COVER

THE SOUND OF SILENCE

LIBERALS AND NDP AVOID THE UNITY FRAY

GLEN ALLEN August 31 1992
COVER

THE SOUND OF SILENCE

LIBERALS AND NDP AVOID THE UNITY FRAY

GLEN ALLEN August 31 1992

THE SOUND OF SILENCE

LIBERALS AND NDP AVOID THE UNITY FRAY

COVER

In the past, his style was always to tell it like it is—straight from the heart. But recently, Liberal Leader Jean Chrétien, like Audrey McLaughlin of the NDP, has been curiously silent on the issue that tops the national political agenda—the Constitution. Chrétien’s credibility on public issues is unrivalled: according to the most recent Gallup poll, released on Aug. 13, his party enjoys the support of 44 per cent of decided voters, compared to 21 per cent for Prime Minister Brian Mulroney’s Conservatives and 16 per cent for Mclaughlin’s NDP. But apart from demanding a national referendum on any new constitutional accord, the Liberal leader has confined himself to occasional criticism of the government’s handling of the unity issue, delivering statements that in some cases have confused members of his own party. Said Carleton University political scientist Robert Jackson, a former senior Liberal policy adviser: “The problem with the Liberals, as with the NDP, is that they don’t really know how to articulate a strategy with regard to this whole thing. Their strategy has been to say nothing at all of any consequence.”

In fact, as the constitutional negotiations neared a climax in Ottawa last week, Chrétien and McLaughlin were, for the most part, far from the action.

In recent weeks, Chrétien’s staff members have organized a series of campaign-style visits to small communities in Ontario and Quebec, while McLaughlin has toured the country attacking the Conservatives’ trade and economic policies. Effectively frozen out of the constitutional deliberations, both leaders may have had little choice but to focus on other issues. Said one Liberal strategist who requested anonymity: “This is not a question of hiding out. You can’t go on a great crusade and say, ‘Here is the solution to the country’s problems,’ when you don’t even know what’s being said in the room.” Others stress the difficulty of trying to launch a concerted attack on something that is, in effect, a moving target. Notes Jackson: “One of the problems is that the government doesn’t seem to have a strategy itself. It’s like attacking a piece of spaghetti—you can’t really oppose the government’s principles until you know what these principles are.”
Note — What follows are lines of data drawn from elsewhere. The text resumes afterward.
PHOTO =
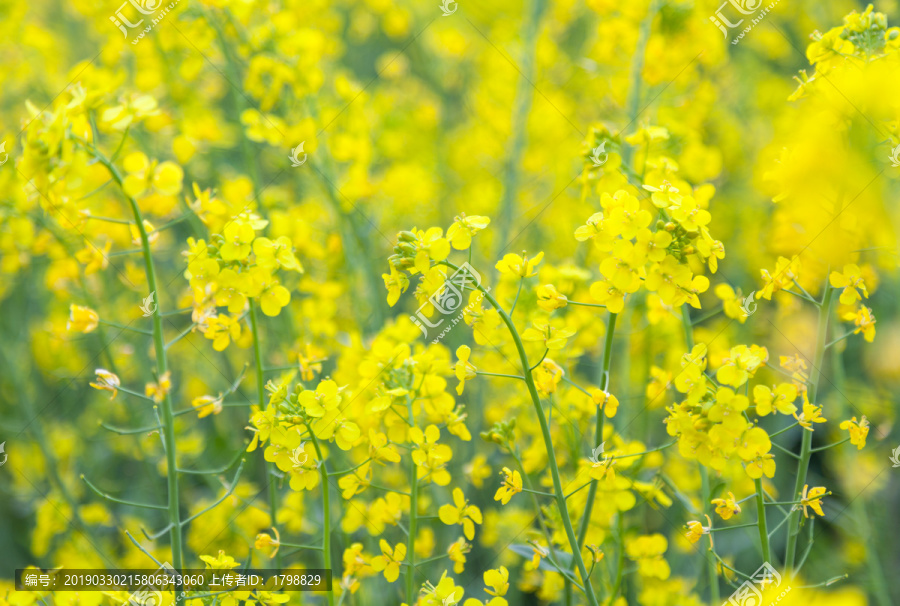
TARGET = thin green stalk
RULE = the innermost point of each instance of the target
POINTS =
(261, 395)
(806, 443)
(711, 571)
(413, 521)
(548, 444)
(761, 522)
(598, 431)
(168, 420)
(521, 108)
(326, 512)
(159, 347)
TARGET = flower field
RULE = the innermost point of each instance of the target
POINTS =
(449, 303)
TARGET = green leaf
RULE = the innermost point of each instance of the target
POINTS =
(564, 558)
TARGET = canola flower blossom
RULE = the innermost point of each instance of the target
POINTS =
(659, 267)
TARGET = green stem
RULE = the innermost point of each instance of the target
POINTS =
(518, 127)
(711, 572)
(598, 430)
(548, 444)
(413, 520)
(261, 395)
(326, 511)
(159, 346)
(761, 522)
(806, 444)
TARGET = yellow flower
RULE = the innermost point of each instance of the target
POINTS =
(865, 322)
(152, 234)
(858, 431)
(222, 330)
(445, 593)
(477, 470)
(851, 281)
(695, 531)
(781, 399)
(726, 508)
(220, 562)
(238, 235)
(264, 541)
(464, 369)
(518, 266)
(324, 399)
(498, 581)
(389, 561)
(512, 485)
(549, 298)
(396, 283)
(82, 319)
(457, 552)
(786, 272)
(463, 228)
(94, 259)
(812, 498)
(278, 253)
(605, 401)
(547, 376)
(461, 513)
(811, 414)
(158, 390)
(106, 380)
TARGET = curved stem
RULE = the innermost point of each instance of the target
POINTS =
(761, 522)
(548, 444)
(326, 511)
(261, 394)
(598, 431)
(159, 347)
(790, 552)
(413, 513)
(711, 572)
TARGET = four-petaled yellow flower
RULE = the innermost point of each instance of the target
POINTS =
(264, 540)
(519, 266)
(851, 281)
(864, 320)
(463, 228)
(549, 298)
(106, 381)
(726, 507)
(512, 485)
(389, 561)
(461, 513)
(812, 498)
(464, 369)
(858, 431)
(553, 338)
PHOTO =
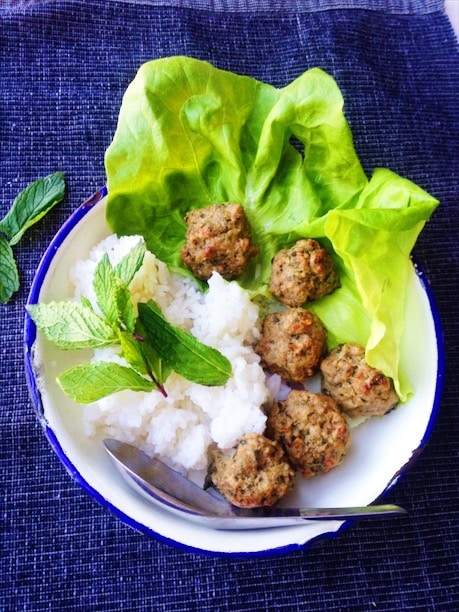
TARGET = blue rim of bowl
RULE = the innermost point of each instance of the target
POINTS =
(30, 333)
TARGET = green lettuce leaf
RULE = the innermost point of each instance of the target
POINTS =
(190, 135)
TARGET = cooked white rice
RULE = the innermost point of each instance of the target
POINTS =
(181, 427)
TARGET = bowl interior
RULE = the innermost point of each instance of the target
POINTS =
(382, 448)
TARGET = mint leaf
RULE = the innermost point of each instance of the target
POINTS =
(9, 277)
(131, 350)
(90, 382)
(130, 263)
(181, 351)
(156, 365)
(112, 293)
(31, 204)
(105, 286)
(71, 325)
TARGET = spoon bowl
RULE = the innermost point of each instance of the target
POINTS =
(171, 490)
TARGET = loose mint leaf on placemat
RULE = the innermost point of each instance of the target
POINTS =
(31, 204)
(92, 381)
(9, 277)
(71, 325)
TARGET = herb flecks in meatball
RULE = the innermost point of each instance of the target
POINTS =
(359, 389)
(219, 239)
(254, 474)
(292, 344)
(312, 431)
(302, 273)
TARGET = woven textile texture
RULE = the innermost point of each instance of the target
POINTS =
(64, 67)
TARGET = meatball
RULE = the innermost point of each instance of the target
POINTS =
(311, 429)
(218, 238)
(358, 388)
(304, 272)
(292, 344)
(255, 473)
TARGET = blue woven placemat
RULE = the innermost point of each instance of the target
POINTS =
(64, 67)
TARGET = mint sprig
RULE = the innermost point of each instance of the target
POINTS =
(29, 206)
(151, 346)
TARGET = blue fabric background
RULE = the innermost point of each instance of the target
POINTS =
(64, 67)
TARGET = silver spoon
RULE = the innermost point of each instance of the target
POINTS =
(169, 489)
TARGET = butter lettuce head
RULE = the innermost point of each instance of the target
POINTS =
(190, 135)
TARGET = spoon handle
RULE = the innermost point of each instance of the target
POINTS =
(169, 489)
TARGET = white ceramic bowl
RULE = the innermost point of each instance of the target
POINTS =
(382, 449)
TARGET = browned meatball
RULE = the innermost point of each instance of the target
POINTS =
(292, 344)
(359, 389)
(311, 429)
(218, 238)
(254, 474)
(304, 272)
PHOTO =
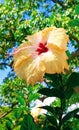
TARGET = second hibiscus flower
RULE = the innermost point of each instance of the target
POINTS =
(44, 52)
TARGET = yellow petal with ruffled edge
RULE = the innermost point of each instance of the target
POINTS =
(58, 38)
(40, 36)
(55, 62)
(30, 69)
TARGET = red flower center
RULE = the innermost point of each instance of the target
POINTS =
(42, 48)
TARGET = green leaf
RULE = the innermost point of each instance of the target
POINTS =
(54, 78)
(70, 115)
(54, 110)
(48, 108)
(73, 80)
(50, 128)
(74, 22)
(9, 124)
(54, 92)
(28, 123)
(77, 9)
(52, 120)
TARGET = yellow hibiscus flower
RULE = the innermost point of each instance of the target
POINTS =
(44, 52)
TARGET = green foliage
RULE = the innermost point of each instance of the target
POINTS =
(17, 20)
(28, 123)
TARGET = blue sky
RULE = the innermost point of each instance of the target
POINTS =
(3, 74)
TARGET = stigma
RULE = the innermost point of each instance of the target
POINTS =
(42, 48)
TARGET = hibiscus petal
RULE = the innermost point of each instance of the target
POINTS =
(31, 70)
(59, 38)
(55, 62)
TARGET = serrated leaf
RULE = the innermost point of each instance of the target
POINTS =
(74, 22)
(52, 120)
(28, 123)
(73, 80)
(48, 108)
(70, 115)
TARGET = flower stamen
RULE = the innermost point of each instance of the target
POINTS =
(42, 48)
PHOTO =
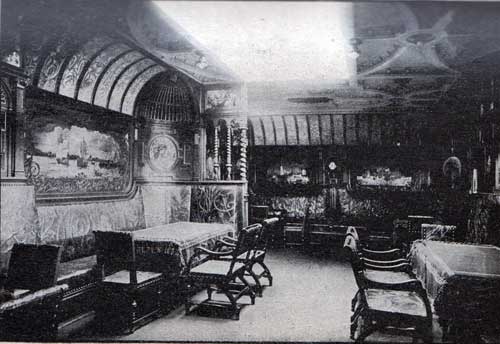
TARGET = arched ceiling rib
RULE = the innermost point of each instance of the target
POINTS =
(104, 71)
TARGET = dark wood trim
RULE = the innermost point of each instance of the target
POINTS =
(124, 70)
(285, 129)
(133, 80)
(105, 69)
(87, 66)
(274, 130)
(263, 131)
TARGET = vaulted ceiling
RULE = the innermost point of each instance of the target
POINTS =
(415, 53)
(102, 53)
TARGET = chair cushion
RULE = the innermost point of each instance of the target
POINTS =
(395, 301)
(123, 277)
(387, 276)
(216, 267)
(78, 272)
(258, 254)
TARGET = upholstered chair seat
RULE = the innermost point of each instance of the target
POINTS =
(396, 301)
(123, 277)
(387, 276)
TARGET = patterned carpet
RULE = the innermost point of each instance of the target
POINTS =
(309, 301)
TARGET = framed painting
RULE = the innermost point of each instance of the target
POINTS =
(79, 155)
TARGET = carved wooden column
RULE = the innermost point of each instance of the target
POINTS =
(243, 154)
(229, 166)
(216, 152)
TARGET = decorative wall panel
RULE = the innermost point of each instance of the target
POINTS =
(135, 88)
(279, 126)
(214, 203)
(303, 128)
(114, 70)
(268, 130)
(77, 63)
(18, 220)
(78, 155)
(166, 204)
(314, 129)
(123, 82)
(326, 130)
(291, 130)
(96, 68)
(72, 225)
(52, 66)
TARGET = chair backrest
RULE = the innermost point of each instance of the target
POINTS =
(351, 246)
(267, 232)
(33, 267)
(438, 232)
(247, 241)
(259, 212)
(116, 251)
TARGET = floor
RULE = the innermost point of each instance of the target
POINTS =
(309, 301)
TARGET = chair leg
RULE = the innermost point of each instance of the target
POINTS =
(258, 285)
(234, 305)
(248, 287)
(267, 272)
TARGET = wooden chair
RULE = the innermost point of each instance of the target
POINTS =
(31, 297)
(369, 273)
(438, 232)
(129, 297)
(217, 273)
(258, 213)
(394, 302)
(257, 254)
(360, 235)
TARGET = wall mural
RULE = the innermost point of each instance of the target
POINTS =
(385, 177)
(66, 157)
(213, 204)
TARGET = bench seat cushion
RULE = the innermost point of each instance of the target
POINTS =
(78, 272)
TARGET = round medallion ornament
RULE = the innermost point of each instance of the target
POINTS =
(163, 153)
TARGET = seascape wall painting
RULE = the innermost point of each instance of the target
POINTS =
(65, 159)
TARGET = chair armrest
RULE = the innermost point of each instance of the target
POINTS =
(228, 238)
(226, 243)
(411, 284)
(37, 296)
(213, 253)
(403, 267)
(384, 262)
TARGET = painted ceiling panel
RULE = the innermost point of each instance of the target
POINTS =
(257, 131)
(303, 133)
(268, 131)
(77, 63)
(135, 88)
(114, 70)
(338, 130)
(291, 130)
(124, 81)
(52, 65)
(326, 129)
(95, 69)
(279, 125)
(376, 134)
(314, 129)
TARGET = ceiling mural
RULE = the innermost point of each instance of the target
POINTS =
(414, 53)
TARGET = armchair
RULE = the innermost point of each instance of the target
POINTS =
(388, 300)
(257, 254)
(31, 297)
(217, 273)
(128, 297)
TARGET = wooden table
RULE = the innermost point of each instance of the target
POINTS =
(168, 248)
(464, 282)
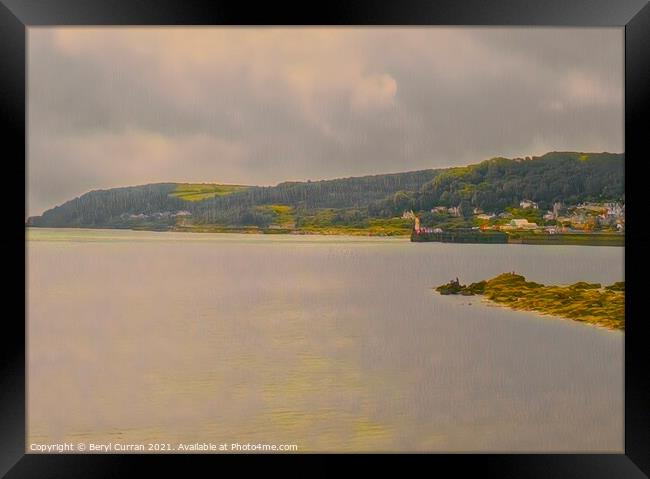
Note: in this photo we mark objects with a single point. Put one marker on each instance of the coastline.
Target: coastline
(590, 303)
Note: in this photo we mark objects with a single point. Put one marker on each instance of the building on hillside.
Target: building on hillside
(522, 223)
(526, 204)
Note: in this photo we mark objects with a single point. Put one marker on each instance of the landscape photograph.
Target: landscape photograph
(325, 239)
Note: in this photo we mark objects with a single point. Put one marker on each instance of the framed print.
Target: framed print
(364, 229)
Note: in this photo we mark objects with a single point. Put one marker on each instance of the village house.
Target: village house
(522, 223)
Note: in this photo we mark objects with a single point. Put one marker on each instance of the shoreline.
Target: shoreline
(584, 240)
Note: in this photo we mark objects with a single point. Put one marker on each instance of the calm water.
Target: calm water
(330, 343)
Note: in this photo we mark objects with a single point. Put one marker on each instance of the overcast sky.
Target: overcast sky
(122, 106)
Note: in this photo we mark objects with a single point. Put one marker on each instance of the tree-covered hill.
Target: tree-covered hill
(491, 185)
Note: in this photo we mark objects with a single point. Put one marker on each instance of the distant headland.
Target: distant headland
(587, 302)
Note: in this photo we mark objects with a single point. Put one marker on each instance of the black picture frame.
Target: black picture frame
(17, 15)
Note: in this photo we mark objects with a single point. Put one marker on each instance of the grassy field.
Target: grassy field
(584, 239)
(202, 191)
(284, 215)
(587, 302)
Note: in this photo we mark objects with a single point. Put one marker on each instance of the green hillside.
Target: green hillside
(372, 204)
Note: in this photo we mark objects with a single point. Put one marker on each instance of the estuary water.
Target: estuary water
(329, 343)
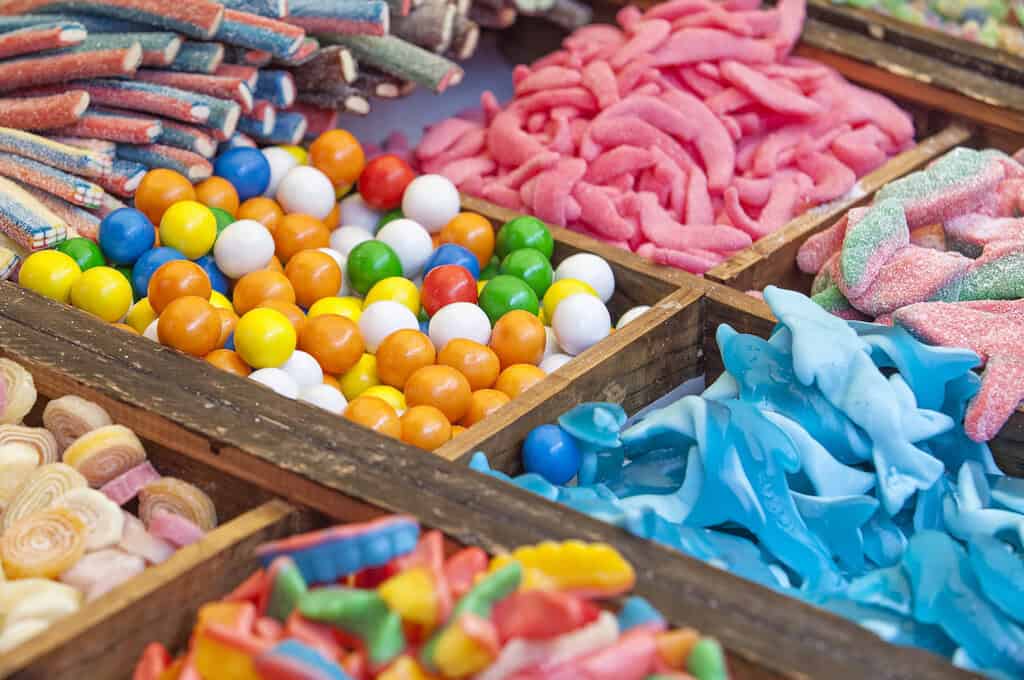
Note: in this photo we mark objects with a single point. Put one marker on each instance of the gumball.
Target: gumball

With the future of the country potentially at

stake, representatives of both major opposition parties say that they are determined to keep partisan politics out of the debate. But partisan considerations may account for the opposition’s apparent passivity. The Liberals, still reeling from the bitter split that divided them over the failed Meech Lake accord, are clearly anxious to avoid further infighting. In addition, any strongly stated federalist opinions could invite trouble in Quebec—where Chrétien’s disapproval rating already stands at 64 per cent. On the other hand, a pro-Quebec stance could harm Chrétien in the West, where the Reform Party of Canada is drawing support from disgruntled Liberals as well as Conservatives.

In July, Chrétien suggested a moratorium of

up to five years on further constitutional discussions, but he failed to address the moratorium’s implications for the promised Quebec referendum on that province’s future. Said N.W.T. Liberal MP Ethel Blondín, who served on the Dobbie-Beaudoin parliamentary committee on constitutional reform: “I think the whole thing is quite sensitive for every party—there could be a tendency, if people were not careful, for the debate to become highly factionalized.”

Benefit: In addition, if the Mulroney government fails to conclude a deal that is acceptable to Canadians, opposition parties stand to benefit from not having been part of the process. For their part, NDP strategists are convinced that Canadians see the economy, trade and unemployment as the major issues of the day. Even so, McLaughlin, for one, is clearly frustrated by her exclusion from the current constitutional process. Several months ago, she says, she asked an adviser to Constitutional Affairs Minister Joe Clark if she could participate in the talks. “I never received an answer,” she declared. As a result, the NDP leader has been forced to consult her provincial and territorial counterparts—including Nova Scotia NDP Leader Alexa McDonough, invited by Premier Donald Cameron to attend the Ottawa negotiations—in order to keep up with the latest developments. Said McLaughlin: “Here I am calling Alexa to find out what’s going on, which is just silly.”

But with a general election and a possible national referendum on the horizon, both leaders are clearly warming up their rhetorical skills. And Chrétien revealed last week that he had sent Mulroney a three-page private letter just before the talks opened on Tuesday, urging the Prime Minister, among other things, to uphold the Canadian principle of linguistic duality. More importantly, the letter, made public by Chrétien’s office later in the week, also demanded that the federal government hold a national referendum on any new deal. “Canadians,” Chrétien wrote, “want to decide for themselves.” However silent he may have been, Chrétien, like McLaughlin, will clearly become more vocal in the months to come.